Job Openings Observability Engineer - Infrastructure & Application Monitoring

About the job Observability Engineer - Infrastructure & Application Monitoring

Job Summary:

We are seeking a highly technical and proactive Observability Engineer to enhance monitoring, logging, and alerting capabilities across enterprise systems, applications, and cloud infrastructure. This role is central to improving system reliability, availability, and performance by providing visibility into complex distributed environments in financial or high-regulation industries.
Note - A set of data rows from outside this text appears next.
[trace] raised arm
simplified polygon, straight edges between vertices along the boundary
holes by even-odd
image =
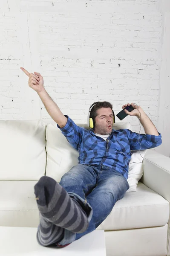
[[[29,73],[23,67],[20,69],[29,76],[29,86],[37,92],[49,115],[60,127],[64,127],[68,119],[46,91],[43,86],[43,77],[40,73],[35,72],[34,74]]]

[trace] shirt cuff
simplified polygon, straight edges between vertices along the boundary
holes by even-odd
[[[70,124],[71,124],[72,122],[72,120],[69,116],[67,116],[67,115],[64,115],[64,116],[68,119],[67,122],[66,123],[65,126],[61,128],[61,127],[60,127],[60,126],[59,126],[58,124],[57,124],[57,126],[58,128],[59,128],[60,130],[61,131],[63,134],[69,133],[72,130],[72,126],[70,125]]]
[[[152,142],[157,142],[157,141],[161,140],[161,134],[158,131],[158,132],[159,134],[158,135],[153,135],[146,134],[146,135],[147,140],[148,140],[149,141],[151,141]]]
The ideal candidate has experience implementing observability tools and best practices in cloud-native and hybrid environments, with a strong foundation in infrastructure monitoring, APM (Application Performance Monitoring), and log analytics.

Key Responsibilities:

  • Design, implement, and maintain observability frameworks across systems, services, and infrastructure.
  • Deploy and configure monitoring tools (e.g., Prometheus, Grafana, Datadog, New Relic, AppDynamics, ELK) to ensure visibility into application and system health.
  • Work closely with DevOps, infrastructure, and application teams to define SLOs, SLAs, and alerts for proactive incident management.
  • Develop dashboards, custom metrics, and synthetic monitoring for real-time performance insights.
  • Support root cause analysis and post-incident reviews with actionable monitoring data.
  • Automate alerting and anomaly detection to reduce mean time to detect (MTTD) and mean time to resolve (MTTR).
  • Establish observability standards and best practices across development and operations teams.
  • Provide support for integration of monitoring into CI/CD pipelines and deployment workflows.

Qualifications:

  • Bachelors degree in Computer Science, Information Technology, or related field.
  • 3-5 years of experience in systems monitoring, observability, or SRE within enterprise or cloud environments.
  • Hands-on experience with observability platforms like Grafana, Prometheus, ELK, Datadog, AppDynamics, or similar tools.
  • Solid understanding of cloud services (AWS, Azure, or GCP), container orchestration (Kubernetes), and microservice architectures.
  • Proficiency in scripting (Python, Bash, etc.) and infrastructure-as-code (Terraform, Ansible) is a plus.
  • Familiarity with log aggregation, APM tools, distributed tracing, and alerting configurations.
  • Strong analytical and troubleshooting skills, with an ability to interpret system metrics and logs effectively.
  • Excellent communication and collaboration skills in cross-functional DevOps/SRE teams.